Ebony Alert issued for missing 19-year-old woman
Ebony Alert issued for missing 19-year-old woman 01:17

Many in Los Angeles received one of the first Ebony Alerts for Southern California on Tuesday after a 19-year-old disappeared. 

The bulletin started in 2024 after the California legislature passed Senate Bill 673. It's a resource meant to help law enforcement investigate suspicious or unexplainable disappearances of Black people. It aims to bridge the "severe racial disparities" of the children who go missing. Black youth account for 38% of missing persons cases; Black children make up close to 33% of mission child cases but receive less media attention, according to legislators. 

California senators attributed this inconsistency to the strict criteria required to issue an Amber Alert for abduction cases. If the missing person's case does not fulfill the standard set for the statewide bulletin, then they are listed as runaways, limiting the police and government resources available for the investigation. 

This leads to less, if any, media coverage and creates a loophole for law enforcement.
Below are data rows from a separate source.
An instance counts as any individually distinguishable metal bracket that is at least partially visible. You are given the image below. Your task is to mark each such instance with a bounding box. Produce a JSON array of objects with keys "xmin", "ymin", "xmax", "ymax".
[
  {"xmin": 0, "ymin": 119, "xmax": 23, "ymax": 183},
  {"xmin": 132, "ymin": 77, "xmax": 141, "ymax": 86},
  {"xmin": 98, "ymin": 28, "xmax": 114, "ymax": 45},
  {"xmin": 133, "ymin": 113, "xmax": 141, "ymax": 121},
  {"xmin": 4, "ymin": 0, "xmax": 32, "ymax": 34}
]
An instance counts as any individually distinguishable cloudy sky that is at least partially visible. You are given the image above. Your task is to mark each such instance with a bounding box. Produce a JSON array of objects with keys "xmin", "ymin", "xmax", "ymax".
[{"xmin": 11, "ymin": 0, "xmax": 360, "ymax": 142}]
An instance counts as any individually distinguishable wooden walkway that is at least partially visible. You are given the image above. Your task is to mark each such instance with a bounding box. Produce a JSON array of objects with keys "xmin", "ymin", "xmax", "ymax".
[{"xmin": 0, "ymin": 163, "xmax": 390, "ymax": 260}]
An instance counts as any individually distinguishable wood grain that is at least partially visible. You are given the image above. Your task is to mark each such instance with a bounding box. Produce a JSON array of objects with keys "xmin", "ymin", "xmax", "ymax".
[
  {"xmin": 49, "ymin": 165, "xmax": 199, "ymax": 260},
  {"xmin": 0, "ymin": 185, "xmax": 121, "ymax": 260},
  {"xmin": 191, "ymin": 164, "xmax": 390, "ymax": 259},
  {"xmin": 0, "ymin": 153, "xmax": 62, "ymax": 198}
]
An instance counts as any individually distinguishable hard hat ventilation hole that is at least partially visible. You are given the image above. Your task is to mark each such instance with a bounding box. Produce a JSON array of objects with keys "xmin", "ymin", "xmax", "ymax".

Legislators claimed that this allows investigators to delay response and investigation time. They also said that Black children are disproportionately classified as runaways compared to white kids. 

For an Ebony Alert to be issued a law enforcement agency considers the following criteria:

  • The missing person is between 12 and 25 years old.
  • The mission person suffers from a mental or physical disability.
  • The person is missing under circumstances that their safety may be endangered or subject to trafficking.
  • Investigators believe that the missing person has gone missing under unexplained or suspicious circumstances.
  • Investigators believe that the person is in danger because of their age, health, mental or physical disability. This also applies to the environment or weather conditions. Also, law enforcement should consider if the person is in the company of a potentially dangerous person or if there are other factors indicating the person may be in peril. 
  • Law enforcement has used its available resources.
  • If the information at hand could help the public find the missing person.

In 2022, California activated the state's Feather Alert Program to help find missing Indigenous people.